Perhaps the closest analogue I can think of here would be the peer review committee for a doctoral thesis - it is the job of the architect to defend his or her design, and to do that the confidence level in the ability of the model to meet the project's needs must be high ... which means testing the data model beforehand. XML tends to be a fairly poor medium for testing, because at its core it only has a container/contained relationship, and because linking with XML is awkward and ill-supported even in XML databases (ditto JSON). Building imperative structures for managing such linking defeats the whole purpose of a data model, which is intrinsically declarative - building the application to test the data model works, but it is a time consuming process and fragile to changes. Building RDF prototypes of the data model, on the other hand, allows for incremental changes in the ontology at relatively minor cost in comparison.

So, I'm not dissing UML tools - I've used MagicDraw and Rational Rose, and they are both a key part of an ontologist's toolkit. Rather, I'm just arguing that RDF provides a good mechanism for building a proof of concept ontology quickly that can then feed into the UML if necessary for communication.

1 comment:

  1. Thanks for the detailed response and for sharing your modeling insights on this blog.

    [Preface micro-rant: what's with the rudimentary Blogger comment edit control?

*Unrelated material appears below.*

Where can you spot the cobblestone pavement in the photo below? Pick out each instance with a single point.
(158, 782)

Have the folks at Google never heard of embedded links or images?... I just lost an earlier draft of this comment, after I foolishly tried to drag in an image from Skitch; argh...]

    A few quick responses, for now:

    Sorry if I confused conceptual modeling, logical modeling, and UML in my response to your previous post. I do not think UML is great for either conceptual or logical modeling, but there's a perplexing shortage of useful (and affordable) modeling tools for conceptual/logical modeling (Open ModelSphere [http://www.modelsphere.org/] is one example) and also a shortage of useful resources for learning about conceptual modeling (the Carlis/Maguire book [http://www.amazon.com/gp/product/020170045X] is still the best resource I've run across), so many people default to UML tools for modeling.

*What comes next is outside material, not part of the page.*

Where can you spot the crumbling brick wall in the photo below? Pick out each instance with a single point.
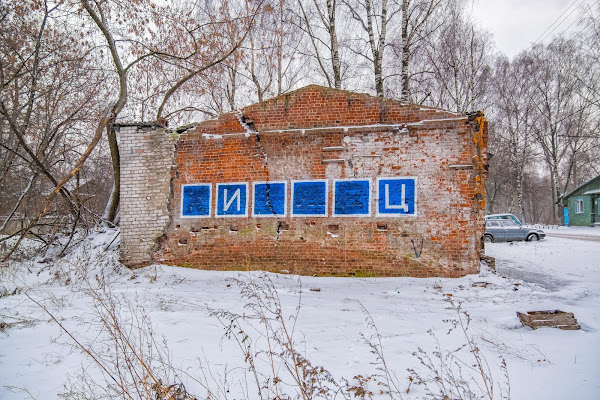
(321, 134)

    I definitely agree it's useful to explore both instances and types/categories/classes when learning about and modeling a domain -- that's a best practice in the Carlis/Maguire technique as well.

    At the outset, I think it's useful to distinguish between resources and relations -- see slide 18 in a recent Gilbane presentation [http://www.slideshare.net/pbokelly/gilbane-boston-2012-xml-and-sql-not-dead-yet] on XML, SQL, and related topics for more details. In that framework, RDF gets a bit intertwingled, as it's a resource-based model that's often used for modeling relations...

    Anyways, more to follow -- thanks again for sharing your insights in this blog; I look forward to continuing the discussion.